Saturday, July 23, 2022

The Most Famous Sanitary Commission Doll

       "Perhaps you already know Rose Percy, the charming personage who holds an open house for visitors daily at the Red Cross Museum. If you don't this summer would be an excellent time to meet one of the best known dolls in the United States.
       Rose Percy has a number of distinctions; She is very old though time has altered her little since she was the bell of many a bazaar during Civil Ware times.
       She is widely traveled and a lady of fashion. If she still clings to  mid-Victorian styles it merely shows good taste. Nothing could be more becoming to this plump-cheeked flaxen-haired doll.
       And in her day she has made a great deal of money, without for a moment losing social rank because of her financial enterprises.
       In 1938 Rose Percy was content to stand serenely in a tall glass case in the museum at the American Red Cross national headquarters on Seventeenth street where she was surrounded by jewels, trinkets and beautiful costumes.
       Seventy previous years ago, however, she lived in the midst of great excitement.
       The Civil War had been in progress a year or so when Rose Percy made the acquaintance of a circle of young ladies attending a fashionable school in New York.
       Wishing to raise funds for the care of the sick and wounded on battlefields and in hospitals, these young ladies decided to enlist the aid of the blue-eyed doll.
       A plan was concocted to send Rose Percy to a benefit fair to be held in New York by the Sanitary Commission which in Civil War days, operated much as the Red Cross operates today in war areas.
       For this occasion the doll was to be beautifully dressed and the young ladies set to work with nimble fingers to provide a wardrobe such as few dolls ever possess.
       Soon jewelers, furriers and leading merchants of New York had been persuaded to contribute materials and ornaments.

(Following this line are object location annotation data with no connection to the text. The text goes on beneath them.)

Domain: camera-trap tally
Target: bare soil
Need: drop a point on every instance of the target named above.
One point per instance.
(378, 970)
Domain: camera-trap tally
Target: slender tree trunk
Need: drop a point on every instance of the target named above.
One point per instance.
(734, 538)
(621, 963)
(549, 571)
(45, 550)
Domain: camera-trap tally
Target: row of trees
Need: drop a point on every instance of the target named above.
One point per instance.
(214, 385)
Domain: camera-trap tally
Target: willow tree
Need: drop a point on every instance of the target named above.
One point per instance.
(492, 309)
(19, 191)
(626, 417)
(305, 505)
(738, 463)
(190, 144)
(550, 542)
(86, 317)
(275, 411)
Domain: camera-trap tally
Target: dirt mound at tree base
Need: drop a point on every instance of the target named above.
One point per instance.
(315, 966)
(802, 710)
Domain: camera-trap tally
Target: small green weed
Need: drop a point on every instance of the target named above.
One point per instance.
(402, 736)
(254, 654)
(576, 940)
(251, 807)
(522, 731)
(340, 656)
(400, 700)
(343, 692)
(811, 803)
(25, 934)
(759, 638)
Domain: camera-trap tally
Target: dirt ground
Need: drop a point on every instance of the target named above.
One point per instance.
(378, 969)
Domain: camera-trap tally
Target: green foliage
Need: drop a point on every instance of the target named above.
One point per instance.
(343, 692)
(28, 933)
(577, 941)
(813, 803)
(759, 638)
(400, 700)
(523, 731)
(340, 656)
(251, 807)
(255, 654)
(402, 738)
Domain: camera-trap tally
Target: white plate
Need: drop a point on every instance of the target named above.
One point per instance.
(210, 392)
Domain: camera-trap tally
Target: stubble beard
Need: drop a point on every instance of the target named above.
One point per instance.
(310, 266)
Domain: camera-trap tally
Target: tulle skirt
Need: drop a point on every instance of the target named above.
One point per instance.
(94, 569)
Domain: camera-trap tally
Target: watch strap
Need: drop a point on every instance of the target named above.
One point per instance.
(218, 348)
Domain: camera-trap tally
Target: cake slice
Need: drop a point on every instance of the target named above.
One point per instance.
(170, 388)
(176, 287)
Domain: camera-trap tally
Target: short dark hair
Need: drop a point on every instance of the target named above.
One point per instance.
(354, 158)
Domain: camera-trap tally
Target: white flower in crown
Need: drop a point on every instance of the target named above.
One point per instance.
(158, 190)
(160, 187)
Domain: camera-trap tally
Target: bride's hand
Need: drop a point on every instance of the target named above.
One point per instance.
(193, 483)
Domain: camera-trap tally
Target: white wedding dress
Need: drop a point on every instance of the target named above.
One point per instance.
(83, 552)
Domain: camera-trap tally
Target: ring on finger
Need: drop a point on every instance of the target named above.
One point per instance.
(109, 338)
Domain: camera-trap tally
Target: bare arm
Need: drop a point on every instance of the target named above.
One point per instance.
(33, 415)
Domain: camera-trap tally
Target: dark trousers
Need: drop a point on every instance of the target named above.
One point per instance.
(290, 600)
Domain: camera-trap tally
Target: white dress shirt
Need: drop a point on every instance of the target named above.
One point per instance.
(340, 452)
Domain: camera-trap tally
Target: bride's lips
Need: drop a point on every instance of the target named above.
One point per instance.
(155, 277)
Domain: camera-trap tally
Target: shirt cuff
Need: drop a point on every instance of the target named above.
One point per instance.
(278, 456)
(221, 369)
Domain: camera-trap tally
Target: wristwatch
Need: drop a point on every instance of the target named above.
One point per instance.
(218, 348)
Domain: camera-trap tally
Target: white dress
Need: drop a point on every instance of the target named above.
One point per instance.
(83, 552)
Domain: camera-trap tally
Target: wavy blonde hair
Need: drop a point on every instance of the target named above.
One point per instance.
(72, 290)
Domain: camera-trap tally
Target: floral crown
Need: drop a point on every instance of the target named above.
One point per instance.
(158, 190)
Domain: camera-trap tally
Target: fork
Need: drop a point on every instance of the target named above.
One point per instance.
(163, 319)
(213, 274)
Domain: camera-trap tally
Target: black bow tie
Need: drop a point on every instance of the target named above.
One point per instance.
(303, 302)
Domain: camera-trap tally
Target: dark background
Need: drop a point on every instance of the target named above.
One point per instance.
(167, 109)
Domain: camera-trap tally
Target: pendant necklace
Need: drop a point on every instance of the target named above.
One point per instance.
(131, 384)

In addition to a complete wardrobe of lingerie as well as dresses and bonnets, Rose Percy was furnished with lovely jewels and ermine furs. Then she was further provided with monogrammed note paper and cooling cards, a dressing case containing brushes, combs and button hooks, an ivory bound photograph album, and for her entertainment, a dainty set of dominoes and a pair of skates.

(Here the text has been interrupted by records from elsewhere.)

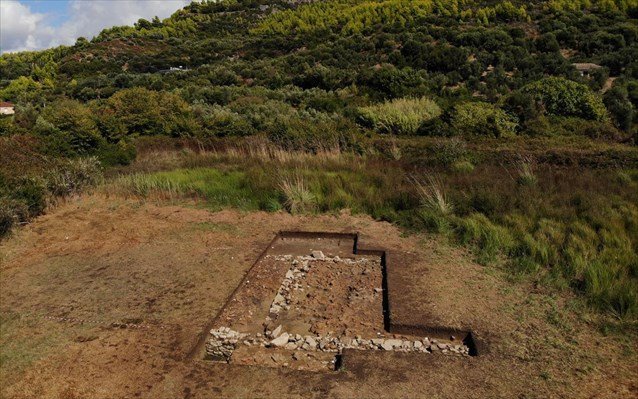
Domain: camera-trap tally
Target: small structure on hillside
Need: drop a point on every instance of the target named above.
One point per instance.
(586, 68)
(7, 108)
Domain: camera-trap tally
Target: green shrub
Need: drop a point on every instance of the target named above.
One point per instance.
(400, 116)
(482, 119)
(73, 175)
(113, 154)
(220, 121)
(560, 96)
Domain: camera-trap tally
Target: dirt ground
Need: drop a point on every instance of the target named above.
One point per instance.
(107, 297)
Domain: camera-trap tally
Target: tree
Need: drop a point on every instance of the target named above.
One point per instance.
(482, 119)
(560, 96)
(620, 108)
(72, 121)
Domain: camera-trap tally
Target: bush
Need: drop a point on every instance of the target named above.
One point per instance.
(72, 122)
(219, 121)
(400, 116)
(560, 96)
(482, 119)
(73, 175)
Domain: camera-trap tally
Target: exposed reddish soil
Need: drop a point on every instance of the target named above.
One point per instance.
(106, 298)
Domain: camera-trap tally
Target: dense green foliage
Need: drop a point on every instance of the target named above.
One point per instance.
(560, 96)
(400, 116)
(328, 77)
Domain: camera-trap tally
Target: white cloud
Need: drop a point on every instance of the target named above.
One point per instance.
(22, 29)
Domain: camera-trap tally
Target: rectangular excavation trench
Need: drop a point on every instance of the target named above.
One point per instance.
(309, 297)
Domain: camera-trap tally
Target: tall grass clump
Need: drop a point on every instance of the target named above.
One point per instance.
(23, 197)
(525, 171)
(403, 116)
(297, 196)
(73, 175)
(432, 196)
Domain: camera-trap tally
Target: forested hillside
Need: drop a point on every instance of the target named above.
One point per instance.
(451, 85)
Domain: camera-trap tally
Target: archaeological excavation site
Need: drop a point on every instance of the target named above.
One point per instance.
(312, 299)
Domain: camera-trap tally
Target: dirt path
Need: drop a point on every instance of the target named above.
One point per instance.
(105, 297)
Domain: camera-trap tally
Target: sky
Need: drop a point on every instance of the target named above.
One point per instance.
(39, 24)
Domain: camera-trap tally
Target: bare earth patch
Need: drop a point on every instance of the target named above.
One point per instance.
(106, 297)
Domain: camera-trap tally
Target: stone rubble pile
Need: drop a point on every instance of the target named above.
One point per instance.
(224, 341)
(291, 282)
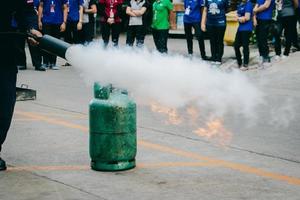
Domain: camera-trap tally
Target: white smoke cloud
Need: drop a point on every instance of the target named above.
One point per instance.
(171, 80)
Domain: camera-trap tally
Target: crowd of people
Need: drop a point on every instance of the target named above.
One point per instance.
(73, 20)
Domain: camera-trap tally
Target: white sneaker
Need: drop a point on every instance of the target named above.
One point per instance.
(55, 67)
(276, 58)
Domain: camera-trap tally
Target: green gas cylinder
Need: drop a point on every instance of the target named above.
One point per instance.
(112, 129)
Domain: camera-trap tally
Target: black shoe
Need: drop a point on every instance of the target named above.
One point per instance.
(2, 165)
(41, 68)
(20, 67)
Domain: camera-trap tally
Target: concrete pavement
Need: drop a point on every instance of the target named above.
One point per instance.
(47, 146)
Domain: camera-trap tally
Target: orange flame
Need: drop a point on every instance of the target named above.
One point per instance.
(172, 114)
(215, 131)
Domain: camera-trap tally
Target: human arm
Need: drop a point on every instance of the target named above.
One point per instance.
(40, 15)
(139, 12)
(203, 20)
(79, 24)
(65, 16)
(260, 8)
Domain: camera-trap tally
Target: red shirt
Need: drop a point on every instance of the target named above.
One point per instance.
(111, 7)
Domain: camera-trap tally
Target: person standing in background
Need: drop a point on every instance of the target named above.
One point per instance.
(52, 18)
(136, 27)
(263, 10)
(88, 20)
(214, 22)
(242, 37)
(287, 20)
(160, 24)
(192, 19)
(110, 18)
(74, 21)
(35, 53)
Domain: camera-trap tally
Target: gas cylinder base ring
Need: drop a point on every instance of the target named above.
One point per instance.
(112, 166)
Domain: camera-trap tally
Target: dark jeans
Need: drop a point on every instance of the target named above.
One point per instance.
(138, 32)
(288, 24)
(115, 30)
(189, 37)
(53, 30)
(72, 35)
(262, 31)
(87, 33)
(160, 38)
(216, 37)
(7, 101)
(242, 40)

       When she was ready for the Sanitary Commission Fair, Rose Percy was outfitted with everything imagination could dictate, all in exquisite taste. And it was no surprise at all to her many friends when offered in a raffle at the fair, she earned $1,200 for the care of the sick and wounded soldiers.

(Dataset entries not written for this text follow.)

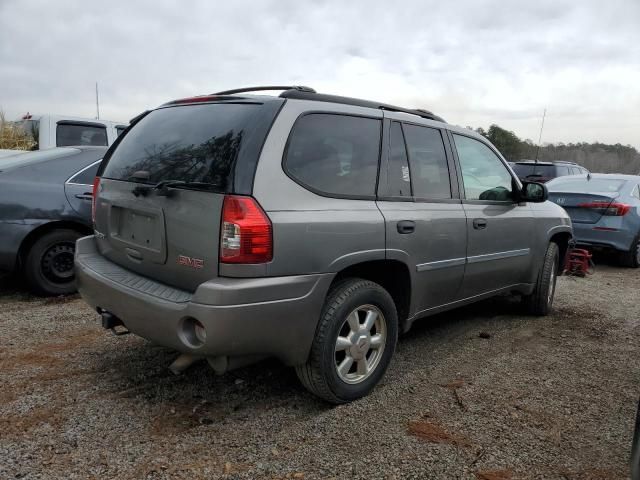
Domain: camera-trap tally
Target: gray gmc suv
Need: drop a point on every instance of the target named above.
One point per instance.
(308, 227)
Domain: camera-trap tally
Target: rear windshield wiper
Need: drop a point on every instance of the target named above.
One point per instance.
(163, 187)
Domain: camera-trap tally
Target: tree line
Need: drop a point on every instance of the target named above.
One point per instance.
(597, 157)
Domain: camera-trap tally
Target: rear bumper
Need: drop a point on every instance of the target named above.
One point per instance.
(273, 316)
(621, 239)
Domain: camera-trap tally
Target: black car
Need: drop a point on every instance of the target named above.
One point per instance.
(45, 206)
(531, 171)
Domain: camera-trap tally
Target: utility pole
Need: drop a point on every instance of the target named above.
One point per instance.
(540, 137)
(97, 103)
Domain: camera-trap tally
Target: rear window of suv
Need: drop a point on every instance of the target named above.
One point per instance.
(334, 155)
(191, 143)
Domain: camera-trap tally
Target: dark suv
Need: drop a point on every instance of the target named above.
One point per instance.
(308, 227)
(529, 170)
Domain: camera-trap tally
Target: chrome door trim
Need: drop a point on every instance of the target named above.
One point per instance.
(498, 255)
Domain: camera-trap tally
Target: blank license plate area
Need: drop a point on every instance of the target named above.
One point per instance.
(138, 228)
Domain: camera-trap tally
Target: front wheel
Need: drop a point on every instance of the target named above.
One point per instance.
(48, 266)
(541, 300)
(354, 342)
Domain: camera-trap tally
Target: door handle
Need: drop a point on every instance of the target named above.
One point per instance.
(479, 223)
(406, 226)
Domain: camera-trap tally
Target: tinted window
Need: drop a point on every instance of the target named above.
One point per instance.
(194, 143)
(484, 175)
(524, 170)
(583, 185)
(78, 134)
(85, 177)
(335, 154)
(398, 175)
(429, 169)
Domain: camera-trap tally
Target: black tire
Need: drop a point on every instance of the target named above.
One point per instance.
(541, 299)
(631, 258)
(48, 266)
(320, 374)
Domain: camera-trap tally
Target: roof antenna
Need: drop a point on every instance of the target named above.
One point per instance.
(540, 137)
(97, 103)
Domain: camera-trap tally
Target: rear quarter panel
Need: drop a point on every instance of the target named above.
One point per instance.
(549, 220)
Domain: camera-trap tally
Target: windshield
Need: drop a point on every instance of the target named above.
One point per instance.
(583, 185)
(190, 143)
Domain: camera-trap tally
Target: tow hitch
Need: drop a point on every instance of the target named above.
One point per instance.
(578, 262)
(111, 322)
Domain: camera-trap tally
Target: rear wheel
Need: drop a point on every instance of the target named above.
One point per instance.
(631, 258)
(541, 300)
(354, 342)
(49, 263)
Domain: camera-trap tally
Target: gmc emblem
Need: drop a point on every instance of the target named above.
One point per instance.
(190, 262)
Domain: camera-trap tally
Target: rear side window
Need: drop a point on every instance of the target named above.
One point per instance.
(69, 134)
(334, 154)
(584, 185)
(191, 143)
(398, 174)
(429, 169)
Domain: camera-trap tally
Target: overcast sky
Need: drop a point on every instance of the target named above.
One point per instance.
(473, 62)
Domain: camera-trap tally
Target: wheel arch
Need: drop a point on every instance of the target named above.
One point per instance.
(392, 275)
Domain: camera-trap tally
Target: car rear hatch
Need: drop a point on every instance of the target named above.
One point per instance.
(163, 185)
(584, 207)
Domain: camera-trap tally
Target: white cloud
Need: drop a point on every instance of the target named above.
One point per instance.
(474, 63)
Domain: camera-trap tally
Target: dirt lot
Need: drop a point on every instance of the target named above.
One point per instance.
(481, 392)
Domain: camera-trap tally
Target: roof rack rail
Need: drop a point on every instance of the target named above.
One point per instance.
(319, 97)
(298, 88)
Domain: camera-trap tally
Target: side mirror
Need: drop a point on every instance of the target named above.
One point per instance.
(534, 192)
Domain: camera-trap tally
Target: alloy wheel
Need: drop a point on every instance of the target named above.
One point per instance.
(360, 344)
(57, 262)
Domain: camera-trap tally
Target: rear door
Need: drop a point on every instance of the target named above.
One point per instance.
(425, 221)
(172, 234)
(78, 190)
(499, 230)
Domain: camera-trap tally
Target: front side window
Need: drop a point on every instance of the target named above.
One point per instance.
(86, 176)
(428, 160)
(69, 134)
(334, 154)
(484, 175)
(398, 174)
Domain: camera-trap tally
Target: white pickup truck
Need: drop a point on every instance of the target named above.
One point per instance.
(63, 131)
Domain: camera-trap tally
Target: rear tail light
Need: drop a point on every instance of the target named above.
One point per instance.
(94, 197)
(612, 209)
(246, 234)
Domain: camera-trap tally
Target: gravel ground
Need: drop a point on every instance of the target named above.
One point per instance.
(480, 393)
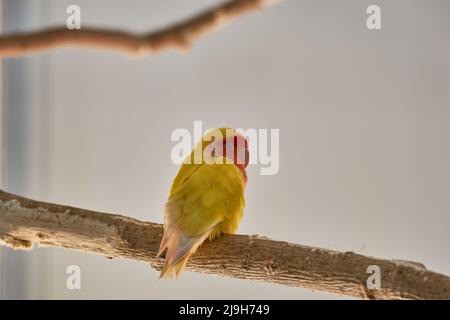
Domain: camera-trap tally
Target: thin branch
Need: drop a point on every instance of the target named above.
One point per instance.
(180, 36)
(25, 222)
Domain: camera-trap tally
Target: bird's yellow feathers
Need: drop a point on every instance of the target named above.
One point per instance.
(205, 201)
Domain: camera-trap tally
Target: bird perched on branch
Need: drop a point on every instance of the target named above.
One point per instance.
(206, 198)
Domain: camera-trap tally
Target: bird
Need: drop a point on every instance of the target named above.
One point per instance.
(206, 198)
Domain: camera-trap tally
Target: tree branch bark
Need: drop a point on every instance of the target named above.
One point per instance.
(180, 36)
(24, 222)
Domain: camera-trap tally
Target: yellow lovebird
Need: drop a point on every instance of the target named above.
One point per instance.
(206, 198)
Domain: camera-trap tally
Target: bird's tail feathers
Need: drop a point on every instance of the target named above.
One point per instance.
(179, 248)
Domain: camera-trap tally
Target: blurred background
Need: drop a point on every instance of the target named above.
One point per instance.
(364, 133)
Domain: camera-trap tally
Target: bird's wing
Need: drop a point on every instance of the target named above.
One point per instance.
(196, 206)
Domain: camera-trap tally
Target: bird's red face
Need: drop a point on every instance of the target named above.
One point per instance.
(235, 148)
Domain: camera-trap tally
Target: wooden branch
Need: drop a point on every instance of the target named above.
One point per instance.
(24, 222)
(178, 36)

       The man who held the lucky ticket which entitled him to Rose Percy and all her fine possessions, presented it to his little daughter, who later became Mrs. Horace Chittenden. In this little girl Rose Percy found a loving foster mother but she was not yet destined for the quiet home life that most dolls lead.
       As the war continued arrangements were made for the doll to go on personal appearance tours to exhibitions and fairs about the country. And wherever she traveled Rose Percy continued to raise money for the benefit of the war wounded.
       When Rose Percy went to Washington to live when Mrs. Chittenden, she was sent to live at the museum there around 1918.
       After that time she became one of the most famous dolls in the country. Thousands asked to see her every year and children never tired of examining her many treasures.
        Life, on the whole, ran smoothly for Rose Percy, but one would scarily expect a doll who has been so active to live the rest of her days uneventfully.
       Rose Percy added to her story in approximately 1936, when she met with an accident.
       In some way the doll was left near a radiator and the heat had a disastrous effect on her beautiful waxen face. When her plight was discovered Rose Percy's features had undergone a tragic change.
       But modern science came to the rescue. Rose Percy was sent away at once to a plastic surgeon and the damage was repaired.
       The experience seemed only to have added strength and character to a face that had delighted so many Americans."  Frances Lide 1938, edited by Grimm

Update: Rose Percy doll further treated for damages in 1966. In November of 2009 she was sold to a private collector at auction.